Qui ne s’est pas déjà retourné en entendant le bruit d’un moteur vrombissant sur l’asphalte ? Qui ne s’est pas déjà arrêté pour admirer un bolide ostensiblement garé sur le côté de la route ? Cette attirance pour les modèles de luxe est tout à fait compréhensible et acceptée. Mais lorsque l’on y associe un comportement enfantin, le mélange ne fait pas bon ménage. A Vancouver, comme ailleurs.
Sans jeu de mots, c’est un fait divers qui a fait du bruit dans les médias locaux. Septembre 2011 à White Rock, dans le district régional du Grand-Vancouver, la police saisit plus d’une dizaine de voitures. La cause ? Une course de rue organisée illégalement par plusieurs jeunes chinois au volant de véritables bolides. En mai dernier, rebelote. Ces jeunes hommes se comportaient comme s’ils se trouvaient dans le jeu vidéo Need For Speed ou dans le film Fast & Furious. Si les références peuvent prêter à sourire, elles méritent que l’on se penche plus amplement sur la question pour comprendre ce phénomène social qui touche la très jeune frange sino-vancouvéroise.

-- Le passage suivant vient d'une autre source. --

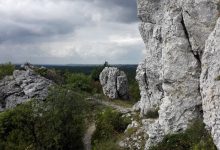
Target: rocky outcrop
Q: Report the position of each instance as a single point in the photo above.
(210, 84)
(175, 33)
(114, 83)
(22, 86)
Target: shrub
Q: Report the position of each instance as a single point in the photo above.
(79, 81)
(57, 123)
(50, 74)
(108, 124)
(6, 69)
(96, 72)
(195, 138)
(134, 91)
(217, 78)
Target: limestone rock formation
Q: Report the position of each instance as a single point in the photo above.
(22, 86)
(114, 83)
(175, 33)
(210, 84)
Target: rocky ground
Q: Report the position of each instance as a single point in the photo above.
(22, 86)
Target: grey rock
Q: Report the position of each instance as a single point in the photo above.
(114, 83)
(175, 32)
(22, 86)
(210, 84)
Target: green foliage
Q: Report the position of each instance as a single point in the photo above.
(50, 74)
(96, 72)
(6, 69)
(107, 145)
(79, 81)
(108, 124)
(134, 91)
(217, 78)
(194, 138)
(152, 114)
(57, 123)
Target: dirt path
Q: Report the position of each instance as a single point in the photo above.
(88, 136)
(121, 109)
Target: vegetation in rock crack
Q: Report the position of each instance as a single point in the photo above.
(96, 72)
(152, 114)
(217, 78)
(194, 138)
(57, 123)
(109, 125)
(6, 69)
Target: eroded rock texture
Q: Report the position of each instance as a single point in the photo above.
(175, 33)
(22, 86)
(114, 83)
(210, 84)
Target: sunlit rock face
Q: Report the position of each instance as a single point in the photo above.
(22, 86)
(114, 83)
(210, 84)
(175, 33)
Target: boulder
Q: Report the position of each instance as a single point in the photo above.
(114, 83)
(22, 86)
(179, 70)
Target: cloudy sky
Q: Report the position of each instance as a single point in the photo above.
(69, 31)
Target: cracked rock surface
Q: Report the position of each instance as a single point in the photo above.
(175, 33)
(114, 83)
(22, 86)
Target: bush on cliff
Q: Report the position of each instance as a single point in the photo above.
(6, 69)
(96, 72)
(194, 138)
(57, 123)
(109, 124)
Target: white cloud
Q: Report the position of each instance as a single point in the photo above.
(69, 31)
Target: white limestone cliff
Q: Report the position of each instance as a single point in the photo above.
(175, 33)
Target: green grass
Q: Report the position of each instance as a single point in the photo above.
(194, 138)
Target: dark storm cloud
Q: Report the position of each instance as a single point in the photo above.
(125, 10)
(69, 31)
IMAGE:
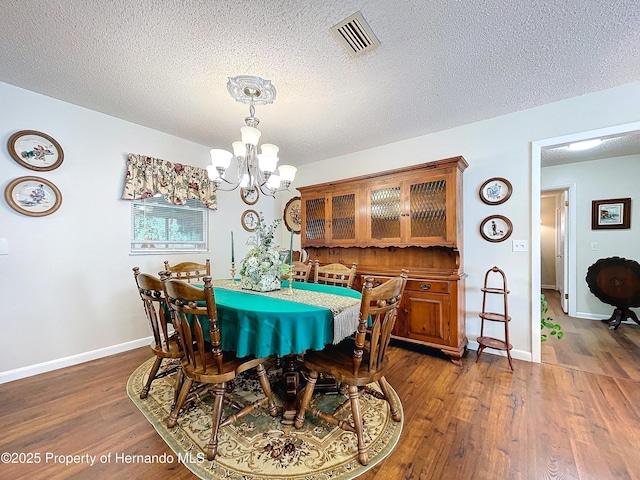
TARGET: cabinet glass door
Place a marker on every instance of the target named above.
(343, 217)
(315, 226)
(428, 209)
(385, 212)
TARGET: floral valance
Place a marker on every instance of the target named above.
(148, 176)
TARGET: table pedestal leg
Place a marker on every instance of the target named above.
(290, 385)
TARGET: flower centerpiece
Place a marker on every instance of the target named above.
(262, 267)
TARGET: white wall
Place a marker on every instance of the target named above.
(599, 180)
(68, 275)
(66, 287)
(497, 147)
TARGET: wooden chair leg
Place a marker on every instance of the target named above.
(393, 408)
(182, 397)
(363, 455)
(177, 387)
(212, 447)
(480, 349)
(306, 399)
(266, 387)
(152, 375)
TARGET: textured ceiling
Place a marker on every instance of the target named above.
(441, 63)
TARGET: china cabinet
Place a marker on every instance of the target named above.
(407, 218)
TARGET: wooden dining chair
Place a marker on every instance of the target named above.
(189, 271)
(358, 361)
(301, 272)
(165, 344)
(335, 274)
(206, 363)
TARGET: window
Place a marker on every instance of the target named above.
(158, 226)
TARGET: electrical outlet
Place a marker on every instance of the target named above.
(520, 246)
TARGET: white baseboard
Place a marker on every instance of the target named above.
(592, 316)
(515, 353)
(31, 370)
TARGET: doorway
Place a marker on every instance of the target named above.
(537, 149)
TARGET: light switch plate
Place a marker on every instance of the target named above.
(520, 246)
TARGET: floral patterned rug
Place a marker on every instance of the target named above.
(258, 446)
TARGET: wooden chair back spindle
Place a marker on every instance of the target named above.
(301, 271)
(189, 271)
(196, 304)
(165, 344)
(335, 274)
(378, 308)
(152, 295)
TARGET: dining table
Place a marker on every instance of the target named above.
(284, 323)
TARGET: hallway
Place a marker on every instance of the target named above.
(590, 346)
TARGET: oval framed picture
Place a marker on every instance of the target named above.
(496, 228)
(33, 196)
(495, 191)
(293, 215)
(249, 196)
(249, 220)
(35, 150)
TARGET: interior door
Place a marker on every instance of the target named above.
(562, 250)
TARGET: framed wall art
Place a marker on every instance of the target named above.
(611, 214)
(249, 196)
(33, 196)
(293, 215)
(35, 150)
(249, 220)
(496, 228)
(495, 191)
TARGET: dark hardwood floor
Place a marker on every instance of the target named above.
(477, 421)
(590, 346)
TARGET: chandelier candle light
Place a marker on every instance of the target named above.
(255, 171)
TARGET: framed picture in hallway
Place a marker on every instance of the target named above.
(611, 214)
(495, 191)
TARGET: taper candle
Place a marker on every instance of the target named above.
(291, 248)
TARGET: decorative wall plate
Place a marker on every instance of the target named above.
(250, 197)
(33, 196)
(495, 191)
(35, 150)
(249, 220)
(293, 215)
(496, 228)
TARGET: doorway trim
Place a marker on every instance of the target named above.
(534, 215)
(570, 232)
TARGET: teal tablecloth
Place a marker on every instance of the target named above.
(262, 326)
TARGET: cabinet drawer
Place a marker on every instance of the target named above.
(424, 285)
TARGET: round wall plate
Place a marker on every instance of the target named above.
(495, 191)
(496, 228)
(33, 196)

Des jouets pour tout âge ?
« Ce n’est pas tant pour provoquer, mais pour se sentir vivant. » En quelques mots, Xiang, jeune asiatique de Richmond, vient de toucher un point crucial. Au vu de la croissance économique en Chine nombre de jeunes chinois issus de la seconde génération d’immigrants, désormais à l’abri du besoin, ne savent plus comment tromper l’ennui. Le proverbe « abondance de biens ne nuit pas » se trouve malmené.
A 23 ans, ce jeune homme d’apparence calme et posée avoue sans détour que les courses en pleine ville n’ont d’autre but que de se mesurer à ses amis : en somme, c’est un jeu comme un autre. Mais au-delà d’une transgression des règles, ne peut-on pas y voir un reflet de la culture américaine ?
Avec le développement de sociétés spécialisées dans les services et produits de luxe, la Chine est devenue un pôle incontournable de la consommation mondiale. Ce n’est pas un hasard si Xiang et ses amis font ces courses de rue. Ils sont d’autant plus influencés par le modèle consumériste américain qu’ils vivent à côté.
Posséder pour exister
Les ventes de voitures de luxe ne cessent d’augmenter alors que nous sommes en période de crise économique. La raison est simple : l’écart qui se creuse entre les plus aisés et les plus démunis est croissant. « Posséder c’est exister » nous confie un concessionnaire de la rue Burrard.
J’ai sondé quelques clients potentiels : A la question « vous offririez-vous une voiture de luxe si vous en aviez les moyens et pourquoi ? », huit personnes sur dix m’ont répondu par l’affirmative et ont ensuite avancé quelques banalités. Parmi lesquelles reviennent « faire envie aux autres » ou « montrer notre réussite. » Voilà qui laisse peu de place au doute. Le luxe attire et permet de se démarquer.
Entre une Maserati à 120 000 $, une Nissan GT-R à partir de 90 000 $ et une Lamborghini Gallardo à près de 190 000 $, les amateurs de sensations fortes n’ont que l’embarras du choix pour se différencier du voisin. Il faut dire que ces bolides offrent leur lot d’émotion : jusqu’à 320 km/h et de 0 à 100 en 3,9 secondes pour la Gallardo, seulement 4,7 secondes pour la Maserati. Voilà qui vous place un homme sur l’échelle sociale…
Le phénomène de consommation de luxe se retrouve donc dans la culture sino-canadienne en toute logique. Plus la couche aisée se développe, plus elle fait fonctionner l’économie, et par le même processus, celui du luxe. Qui sommes-nous donc pour blâmer ces pères de familles de vouloir jouir d’un bien ? Il suffit juste de ne pas confier les clefs à de grands enfants. Car cette mauvaise publicité pour la communauté asiatique augmente le mécontentement du reste de la population. Lors de contrôles autoroutiers pour coincer les chauffards, plusieurs honnêtes gens se sont vus soupçonner de faire partie de la course. Ce n’était pas le cas. Néanmoins, ils sont bel et bien dans la course aux biens matériels. Le capitalisme a encore de beaux jours devant lui.